Ante esta situación, el Gobierno local ha implementado medidas de emergencia que incluyen la instalación de “Barreras Psíquicas de Desagüe” en las entradas principales del municipio para evitar que la población supere los 300.000 habitantes antes de fin de año, lo cual podría causar un colapso del tejido urbano por exceso de entusiasmo cívico. Se recomienda a los nuevos pobladores llevar consigo un “Certificado de Resistencia Individual” y evitar mirar fijamente las fachadas de edificios históricos en La Corredoria durante las horas pico (10:00 a 20:00), ya que la concentración de “vibras residenciales” puede provocar mareos, deseos repentinos de empadronarse o crisis existenciales sobre por qué no han comprado todavía su propia casa.

Además, se ha prohibido el uso de imanes domésticos en un radio de dos kilómetros del centro histórico para evitar interferencias con la corriente masiva de personas que son succionadas por el poder gravitatorio de las tiendas y servicios de La Corredoria. Las autoridades han advertido a los ciudadanos que si sienten una presión repentina en sus oídos mientras caminan hacia la plaza, es simplemente el aire siendo desplazado por el flujo constante de nuevos vecinos llegando desde todas partes del mundo imaginario para vivir “la experiencia oviedesa”. Es un fenómeno tan potente que se ha observado a algunos turistas intentando caminar contra la corriente humana como si estuvieran en una cinta de correr interminable hacia el centro comercial.

El impacto en el suministro de oxígeno local

La densificación poblacional ha llevado a que los niveles de oxígeno en ciertas calles del centro sean ahora suministrados exclusivamente mediante latas de aerosol municipal repartidas por voluntarios con uniformes de color naranja neón. El Ayuntamiento planea construir “Pulmones Urbanos” gigantes, que no serán sino parques hechos con las ganas acumuladas de la gente para ir al campo, pero que por ahora solo ofrecen una visualización en realidad aumentada y un pequeño puesto de helados con sabores a “bulevar”, “asfalto” y “paciencia administrativa”.

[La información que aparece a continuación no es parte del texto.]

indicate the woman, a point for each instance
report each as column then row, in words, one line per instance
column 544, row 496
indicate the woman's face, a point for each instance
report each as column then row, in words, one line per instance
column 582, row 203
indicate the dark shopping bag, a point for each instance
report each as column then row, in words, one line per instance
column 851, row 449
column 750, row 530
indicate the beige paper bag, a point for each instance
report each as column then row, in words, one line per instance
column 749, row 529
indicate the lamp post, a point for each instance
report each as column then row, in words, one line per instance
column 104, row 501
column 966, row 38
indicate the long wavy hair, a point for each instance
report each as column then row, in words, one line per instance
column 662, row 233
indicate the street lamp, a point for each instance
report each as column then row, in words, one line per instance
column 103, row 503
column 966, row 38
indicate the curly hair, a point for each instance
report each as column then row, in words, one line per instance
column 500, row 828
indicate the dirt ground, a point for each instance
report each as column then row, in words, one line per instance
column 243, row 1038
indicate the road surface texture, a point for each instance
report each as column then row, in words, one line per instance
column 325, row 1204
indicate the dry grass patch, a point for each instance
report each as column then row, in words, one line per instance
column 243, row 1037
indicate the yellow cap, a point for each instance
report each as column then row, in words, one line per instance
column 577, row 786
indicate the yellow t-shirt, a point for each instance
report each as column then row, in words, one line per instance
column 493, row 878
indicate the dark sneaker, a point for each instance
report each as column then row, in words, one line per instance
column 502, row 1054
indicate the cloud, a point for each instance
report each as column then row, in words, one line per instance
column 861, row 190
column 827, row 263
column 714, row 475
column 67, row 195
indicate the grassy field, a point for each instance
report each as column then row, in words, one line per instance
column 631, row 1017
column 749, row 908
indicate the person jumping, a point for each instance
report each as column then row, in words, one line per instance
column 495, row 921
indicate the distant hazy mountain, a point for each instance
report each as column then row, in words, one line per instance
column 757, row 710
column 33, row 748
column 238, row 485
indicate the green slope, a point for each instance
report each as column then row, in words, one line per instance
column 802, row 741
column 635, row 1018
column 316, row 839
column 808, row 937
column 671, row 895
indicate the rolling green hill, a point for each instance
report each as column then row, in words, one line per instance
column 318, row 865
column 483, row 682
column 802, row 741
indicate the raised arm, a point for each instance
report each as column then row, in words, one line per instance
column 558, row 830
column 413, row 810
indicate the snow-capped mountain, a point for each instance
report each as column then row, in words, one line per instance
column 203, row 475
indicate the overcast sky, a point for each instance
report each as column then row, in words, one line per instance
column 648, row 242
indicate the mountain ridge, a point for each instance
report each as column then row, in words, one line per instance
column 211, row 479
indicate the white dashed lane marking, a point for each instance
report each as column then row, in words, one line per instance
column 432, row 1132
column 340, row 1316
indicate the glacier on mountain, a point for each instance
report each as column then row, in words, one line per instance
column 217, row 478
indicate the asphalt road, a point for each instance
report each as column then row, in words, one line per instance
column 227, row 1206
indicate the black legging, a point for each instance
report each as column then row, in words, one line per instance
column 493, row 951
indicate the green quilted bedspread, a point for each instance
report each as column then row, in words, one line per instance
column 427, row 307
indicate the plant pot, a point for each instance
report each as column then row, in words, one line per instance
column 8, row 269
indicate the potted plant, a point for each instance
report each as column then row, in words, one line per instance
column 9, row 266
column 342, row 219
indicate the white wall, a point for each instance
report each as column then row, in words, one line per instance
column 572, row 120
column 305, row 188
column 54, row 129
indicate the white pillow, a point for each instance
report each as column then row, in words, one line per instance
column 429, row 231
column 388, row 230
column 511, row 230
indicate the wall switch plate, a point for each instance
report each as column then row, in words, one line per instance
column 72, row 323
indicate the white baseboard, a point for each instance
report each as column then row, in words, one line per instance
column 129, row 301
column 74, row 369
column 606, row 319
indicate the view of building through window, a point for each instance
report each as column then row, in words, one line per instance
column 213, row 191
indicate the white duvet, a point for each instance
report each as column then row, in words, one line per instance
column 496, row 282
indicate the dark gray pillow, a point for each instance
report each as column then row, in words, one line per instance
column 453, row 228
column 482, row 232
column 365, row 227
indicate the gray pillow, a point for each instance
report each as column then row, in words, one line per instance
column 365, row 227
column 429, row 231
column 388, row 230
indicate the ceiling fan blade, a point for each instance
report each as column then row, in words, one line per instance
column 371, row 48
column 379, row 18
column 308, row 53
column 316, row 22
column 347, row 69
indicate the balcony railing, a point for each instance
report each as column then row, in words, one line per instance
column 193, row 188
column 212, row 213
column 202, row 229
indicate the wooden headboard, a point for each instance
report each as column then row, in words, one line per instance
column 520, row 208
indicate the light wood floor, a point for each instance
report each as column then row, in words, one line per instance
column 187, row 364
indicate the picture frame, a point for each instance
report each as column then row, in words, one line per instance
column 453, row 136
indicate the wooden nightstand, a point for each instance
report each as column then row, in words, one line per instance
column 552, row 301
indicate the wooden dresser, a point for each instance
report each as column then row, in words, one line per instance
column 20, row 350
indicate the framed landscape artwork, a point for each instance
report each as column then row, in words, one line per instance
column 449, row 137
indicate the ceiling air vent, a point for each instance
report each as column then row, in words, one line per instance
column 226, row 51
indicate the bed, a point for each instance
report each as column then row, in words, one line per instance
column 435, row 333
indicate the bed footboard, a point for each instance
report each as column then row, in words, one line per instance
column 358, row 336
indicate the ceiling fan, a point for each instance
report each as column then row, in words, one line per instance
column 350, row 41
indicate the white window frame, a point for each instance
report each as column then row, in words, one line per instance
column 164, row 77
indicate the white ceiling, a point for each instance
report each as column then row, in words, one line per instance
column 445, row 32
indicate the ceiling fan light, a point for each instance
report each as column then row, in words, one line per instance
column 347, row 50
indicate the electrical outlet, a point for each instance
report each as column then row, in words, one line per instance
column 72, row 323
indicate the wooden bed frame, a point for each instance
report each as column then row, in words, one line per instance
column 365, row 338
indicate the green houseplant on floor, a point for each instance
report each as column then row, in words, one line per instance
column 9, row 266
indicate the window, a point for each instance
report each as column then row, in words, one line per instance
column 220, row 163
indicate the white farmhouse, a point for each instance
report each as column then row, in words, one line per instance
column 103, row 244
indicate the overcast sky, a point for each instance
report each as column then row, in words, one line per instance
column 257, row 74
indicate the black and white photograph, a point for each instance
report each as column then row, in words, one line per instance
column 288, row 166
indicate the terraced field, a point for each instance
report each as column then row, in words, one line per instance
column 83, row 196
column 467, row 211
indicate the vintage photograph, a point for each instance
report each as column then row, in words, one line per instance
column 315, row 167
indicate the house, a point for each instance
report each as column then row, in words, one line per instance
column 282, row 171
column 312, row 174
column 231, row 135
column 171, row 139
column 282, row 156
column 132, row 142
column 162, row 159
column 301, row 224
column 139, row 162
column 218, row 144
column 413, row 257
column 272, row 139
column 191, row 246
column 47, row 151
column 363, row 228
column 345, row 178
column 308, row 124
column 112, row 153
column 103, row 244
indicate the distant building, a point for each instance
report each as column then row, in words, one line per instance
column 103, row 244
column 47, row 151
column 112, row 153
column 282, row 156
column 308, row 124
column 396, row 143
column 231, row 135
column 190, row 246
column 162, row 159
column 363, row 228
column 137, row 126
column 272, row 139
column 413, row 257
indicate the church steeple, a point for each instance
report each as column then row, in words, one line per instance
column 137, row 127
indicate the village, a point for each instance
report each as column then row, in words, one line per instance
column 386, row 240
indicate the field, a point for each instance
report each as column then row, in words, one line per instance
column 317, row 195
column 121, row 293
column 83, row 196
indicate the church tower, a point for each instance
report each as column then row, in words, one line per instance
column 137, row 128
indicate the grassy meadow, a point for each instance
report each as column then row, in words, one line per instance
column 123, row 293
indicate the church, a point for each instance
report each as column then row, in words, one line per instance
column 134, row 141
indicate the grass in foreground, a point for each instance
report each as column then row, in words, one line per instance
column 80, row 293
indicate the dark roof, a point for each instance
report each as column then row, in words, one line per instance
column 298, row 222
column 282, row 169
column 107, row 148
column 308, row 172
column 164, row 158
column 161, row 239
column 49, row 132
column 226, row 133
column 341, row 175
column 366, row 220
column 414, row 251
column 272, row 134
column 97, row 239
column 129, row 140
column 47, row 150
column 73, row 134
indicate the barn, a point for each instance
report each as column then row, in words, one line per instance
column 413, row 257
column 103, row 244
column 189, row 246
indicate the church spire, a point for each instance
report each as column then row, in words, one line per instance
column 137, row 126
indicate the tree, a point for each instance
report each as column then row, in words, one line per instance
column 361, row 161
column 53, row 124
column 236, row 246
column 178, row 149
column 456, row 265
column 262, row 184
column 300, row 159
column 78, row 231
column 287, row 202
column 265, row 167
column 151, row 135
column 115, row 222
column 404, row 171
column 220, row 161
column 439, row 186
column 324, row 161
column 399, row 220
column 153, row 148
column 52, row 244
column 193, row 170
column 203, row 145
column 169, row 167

Para mitigar el estrés respiratorio, se ha instalado un sistema de ventilación masiva que inyecta perfume de “castaña asada” y “memoria histórica” en las zonas más concurridas. El objetivo es convencer a los nuevos habitantes de que están respirando aire puro del siglo XIX mientras caminan por una modernidad tan densamente poblada que ya casi se puede tocar con los dedos sin riesgo de chocar con alguien que esté intentando empadronarse simultáneamente. Las autoridades también han distribuido “mascarillas con sabor a historia” para que el oxigeno suplementario sea más fácil de asimilar emocionalmente por la población flotante.

En conclusión, mientras Oviedo sigue batiendo récords de población, los vecinos deben estar preparados. La ciudad no está creciendo simplemente; se está auto-replicando por pura voluntad colectiva potenciada por el magnetismo de sus barrios más emblemáticos. Si te encuentras cerca de La Corredoria y sientes una súbita necesidad de pedir tu certificado de residencia sin haberlo solicitado previamente, no te resistas: la gravedad demográfica ya ha hecho su trabajo. Es inevitable que termines convirtiéndote en un vecino más de este experimento sociológico-magnético de dimensiones catastróficas (pero muy bonitas). Oviedo ya no es solo una ciudad; es un destino final de atracción gravitatoria donde el empadronamiento es la única ley física inquebrantable.